Caroline Nalubowa, empresária de 28 anos, desmaiou depois de ter estado no banco dos réus por mais de duas horas, tendo sido retirada do tribunal por um outro acusado, que lhe prestou primeiros socorros, de acordo com os 'media' locais.

Já recuperada, a empresária referiu que tem tido problemas de saúde desde a detenção, no ano passado, alegando ter sido torturada pelos agentes que a prenderam.
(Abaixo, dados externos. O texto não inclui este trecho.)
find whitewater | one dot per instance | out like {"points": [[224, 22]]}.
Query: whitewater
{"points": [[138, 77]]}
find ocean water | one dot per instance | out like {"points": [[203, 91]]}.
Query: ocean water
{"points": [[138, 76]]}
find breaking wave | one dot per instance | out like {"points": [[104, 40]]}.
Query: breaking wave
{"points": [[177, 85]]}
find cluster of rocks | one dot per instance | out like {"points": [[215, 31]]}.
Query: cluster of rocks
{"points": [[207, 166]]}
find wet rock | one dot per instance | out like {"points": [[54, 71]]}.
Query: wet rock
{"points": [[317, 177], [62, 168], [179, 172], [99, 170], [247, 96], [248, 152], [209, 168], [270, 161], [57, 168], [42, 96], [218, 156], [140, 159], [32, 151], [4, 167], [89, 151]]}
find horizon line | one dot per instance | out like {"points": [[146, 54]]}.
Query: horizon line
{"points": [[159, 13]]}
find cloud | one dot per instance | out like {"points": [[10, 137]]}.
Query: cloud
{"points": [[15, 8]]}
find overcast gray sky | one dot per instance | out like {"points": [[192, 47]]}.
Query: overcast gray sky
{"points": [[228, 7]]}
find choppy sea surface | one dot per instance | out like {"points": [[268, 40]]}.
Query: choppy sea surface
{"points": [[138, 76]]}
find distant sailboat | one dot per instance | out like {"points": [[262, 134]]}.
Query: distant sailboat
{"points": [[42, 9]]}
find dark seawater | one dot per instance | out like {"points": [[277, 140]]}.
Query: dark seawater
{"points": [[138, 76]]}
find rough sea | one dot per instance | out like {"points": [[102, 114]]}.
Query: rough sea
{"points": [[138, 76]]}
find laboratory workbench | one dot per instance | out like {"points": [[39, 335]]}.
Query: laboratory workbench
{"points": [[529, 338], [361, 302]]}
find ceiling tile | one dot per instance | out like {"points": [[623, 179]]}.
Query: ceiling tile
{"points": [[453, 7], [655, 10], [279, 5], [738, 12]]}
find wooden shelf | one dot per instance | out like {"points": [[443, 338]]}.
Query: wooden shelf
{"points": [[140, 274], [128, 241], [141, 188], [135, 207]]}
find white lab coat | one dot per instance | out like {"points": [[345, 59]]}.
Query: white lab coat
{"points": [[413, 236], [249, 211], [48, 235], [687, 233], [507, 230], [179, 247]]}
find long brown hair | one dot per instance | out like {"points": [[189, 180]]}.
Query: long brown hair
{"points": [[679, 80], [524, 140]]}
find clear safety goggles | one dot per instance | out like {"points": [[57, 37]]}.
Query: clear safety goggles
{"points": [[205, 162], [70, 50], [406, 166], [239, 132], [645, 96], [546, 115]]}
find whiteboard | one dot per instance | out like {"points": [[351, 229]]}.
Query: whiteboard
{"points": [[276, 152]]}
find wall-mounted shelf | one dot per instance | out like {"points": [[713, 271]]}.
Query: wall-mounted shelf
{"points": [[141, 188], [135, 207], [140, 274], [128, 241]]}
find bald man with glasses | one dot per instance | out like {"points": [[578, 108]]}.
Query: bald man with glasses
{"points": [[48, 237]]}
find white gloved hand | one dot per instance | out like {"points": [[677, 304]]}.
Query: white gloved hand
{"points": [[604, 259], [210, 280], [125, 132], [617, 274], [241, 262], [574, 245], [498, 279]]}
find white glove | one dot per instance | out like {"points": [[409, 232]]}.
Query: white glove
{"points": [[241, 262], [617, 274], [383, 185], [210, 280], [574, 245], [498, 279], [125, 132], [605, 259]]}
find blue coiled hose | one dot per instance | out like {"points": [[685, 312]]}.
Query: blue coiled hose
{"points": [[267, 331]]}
"Atingiram-me no pescoço e nas costas. Desde então, não tive acesso a medicação apropriada. Desde esse incidente, tenho dificuldades em estar de pé por longos períodos", referiu a empresária, depois de recuperar, segundo o diário ugandês Daily Monitor.

Caroline Nalubowa compareceu no tribunal com outros 31 arguidos, entre os quais o músico e político Robert Kyagulanyi Ssentamu, também conhecido como Bobi Wine.

O julgamento foi adiado para 14 de março.

As ações das forças de segurança contra Bobi Wine aumentaram com a disputa política entre o Governo do Presidente, Yoweri Museveni, e uma geração jovem que teme que o chefe de Estado pretenda governar para o resto de sua vida, apesar dos já 32 anos no poder do Uganda.

A agitação começou no início de agosto, quando Bobi Wine e vários outros parlamentares foram acusados de traição por causa de um incidente com a comitiva do Presidente.

Bobi Wine emergiu como uma poderosa voz da oposição entre os jovens frustrados com Museveni, especialmente depois de a Constituição ter sido mudada no ano passado para remover o limite de idade para os mandatos na Presidência.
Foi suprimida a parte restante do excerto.